TurtleEgg walked up to the railing and propped up her chin with her elbows. I stood next to her and looked out at the view. There was a wall of buildings, their surfaces sparkling like glass. Self-consciously futuristic buildings that had taken the neighborhood’s name—“Techno Valley”—too seriously. I thought the place looked like the setting of a science-fiction movie when I first came here. But even in Techno Valley, the streams unfroze when the winter passed, spring descended, the cherry blossoms bloomed, and no doubt summer would also have its turn.

TurtleEgg pointed at something in the distance. “Wow, look at that one.”

The offices of NC Soft, the biggest gaming company in Pangyo. The size of its company headquarters was commensurate with its market share. “I think I’ve paid for a windowpane or two of that building,” I said.

“You must play a lot of Lineage.”

“I used to.”

“There are a lot of startups here, right?”

“A lot. Five or six in our building alone.”

“I read somewhere that only 3 percent of startups end up surviving to the end. Do you think Udon Market will make it?”

I looked at the NC Soft building again. There was a big hole in the middle of the building, a long rectangle lying on its side. I could see a piece of the pristine midday sky through it. A piece of sky that anyone in these parts walking around with a lanyard around their neck had looked up at once or twice. I imagined something flying through it whenever I did. A dragon, a flock of birds, hot-air balloons, helicopters.
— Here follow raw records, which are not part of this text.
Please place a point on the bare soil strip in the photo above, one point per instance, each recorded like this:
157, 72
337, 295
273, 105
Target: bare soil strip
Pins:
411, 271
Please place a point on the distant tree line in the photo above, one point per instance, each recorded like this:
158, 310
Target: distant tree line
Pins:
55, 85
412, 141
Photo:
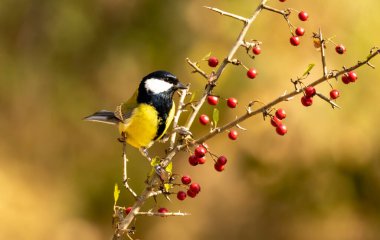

“I don’t know. That’s up to the CEO or the board, right? They probably worry themselves to sleep every night. How to get the money, how to earn the money, how to be that 3 percent that survives to the end. I don’t even think about the company after I leave the office.”

“Me too. The moment I step out, I pull the plug on any thoughts about work and think only beautiful thoughts and look only at beautiful sights. Like turtles, or turtle photos, or turtle videos.”